9. The method for analyzing purification data in an aluminum-silicon alloy eutectoid tank according to claim 8, characterized in that, Based on the current operating status of the purification system and historical adjustment effect data, the preliminary adjustment suggestions are optimized and conflict resolution is performed to generate the process adjustment plan, including: The current operating status is analyzed to identify the degree of approximation of equipment load, operational stability, and key safety parameters, which serve as constraints for implementing adjustments. Assess the impact of each preliminary adjustment proposal on the overall system energy consumption, production efficiency, and upstream and downstream process segments, and calculate the comprehensive cost and expected benefits of the adjustment. Identify the process coupling relationship between various deviation parameters, predict the fluctuation of associated deviation parameters caused by the adjustment of a single deviation parameter, and assess the degree of parameter coupling influence of the fluctuation based on adjustment records under similar process conditions in historical adjustment effect data. Based on the constraints, the comprehensive cost and expected benefit assessment results, and the degree of parameter coupling influence, the preliminary adjustment suggestions are screened, and the screened target adjustment suggestions are prioritized. The process adjustment plan is generated by integrating the target adjustment suggestions and referring to the specific execution steps of successful cases in historical adjustment effect data; wherein, the process adjustment plan includes specific execution equipment, adjustment parameters, adjustment amount and adjustment priority.

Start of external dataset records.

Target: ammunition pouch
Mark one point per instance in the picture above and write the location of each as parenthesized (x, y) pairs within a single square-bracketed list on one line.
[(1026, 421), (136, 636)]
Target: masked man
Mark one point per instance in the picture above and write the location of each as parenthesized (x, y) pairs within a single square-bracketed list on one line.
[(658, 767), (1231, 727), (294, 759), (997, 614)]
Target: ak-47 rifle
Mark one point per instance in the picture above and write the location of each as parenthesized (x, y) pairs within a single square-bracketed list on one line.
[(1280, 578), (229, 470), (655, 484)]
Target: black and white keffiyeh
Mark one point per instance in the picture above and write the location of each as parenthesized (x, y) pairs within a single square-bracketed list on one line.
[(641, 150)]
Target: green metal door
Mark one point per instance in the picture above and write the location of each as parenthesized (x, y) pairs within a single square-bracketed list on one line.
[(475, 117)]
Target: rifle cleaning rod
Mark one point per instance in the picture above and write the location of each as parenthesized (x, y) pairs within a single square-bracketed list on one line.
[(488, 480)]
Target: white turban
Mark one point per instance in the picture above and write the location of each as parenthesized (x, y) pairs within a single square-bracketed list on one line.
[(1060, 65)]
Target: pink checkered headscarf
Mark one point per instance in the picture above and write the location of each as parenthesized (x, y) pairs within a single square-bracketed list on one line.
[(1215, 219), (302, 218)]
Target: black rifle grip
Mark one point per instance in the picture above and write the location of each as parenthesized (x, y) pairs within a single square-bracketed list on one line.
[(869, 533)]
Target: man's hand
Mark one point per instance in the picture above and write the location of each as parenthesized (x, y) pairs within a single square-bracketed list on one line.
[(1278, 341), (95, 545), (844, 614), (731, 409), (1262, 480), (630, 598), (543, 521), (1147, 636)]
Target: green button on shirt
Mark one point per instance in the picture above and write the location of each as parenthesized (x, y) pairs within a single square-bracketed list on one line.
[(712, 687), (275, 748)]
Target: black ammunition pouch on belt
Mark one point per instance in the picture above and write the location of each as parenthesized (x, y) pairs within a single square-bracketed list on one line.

10. A data analysis system for the purification of an aluminum-silicon alloy eutectoid tank, characterized in that, include: The acquisition module is used to acquire real-time parameters from multiple monitoring points in the purification system; the real-time parameters include temperature parameters, pressure parameters, flow parameters, material level status, and process control parameters. The parsing module is used to parse and verify the acquired real-time parameters to obtain purified data; The segmentation module is used to divide the purification data into segments corresponding to different stages of the co-extrusion tank purification process. The extraction module is used to extract multiple core feature parameters for each stage of segmented data, compare the core feature parameters of each stage with the standard process parameter range of the corresponding stage, and calculate the process compliance score for each stage. The identification module is used to calculate the overall pass probability of the purification process based on the process compliance score at each stage, and to identify abnormal stages where the process compliance score is lower than a preset score threshold. The generation module is used to analyze the segmented data of the abnormal stage, determine the process adjustment plan, and generate an analysis report that includes the stage process compliance score, the overall pass probability, and the process adjustment plan.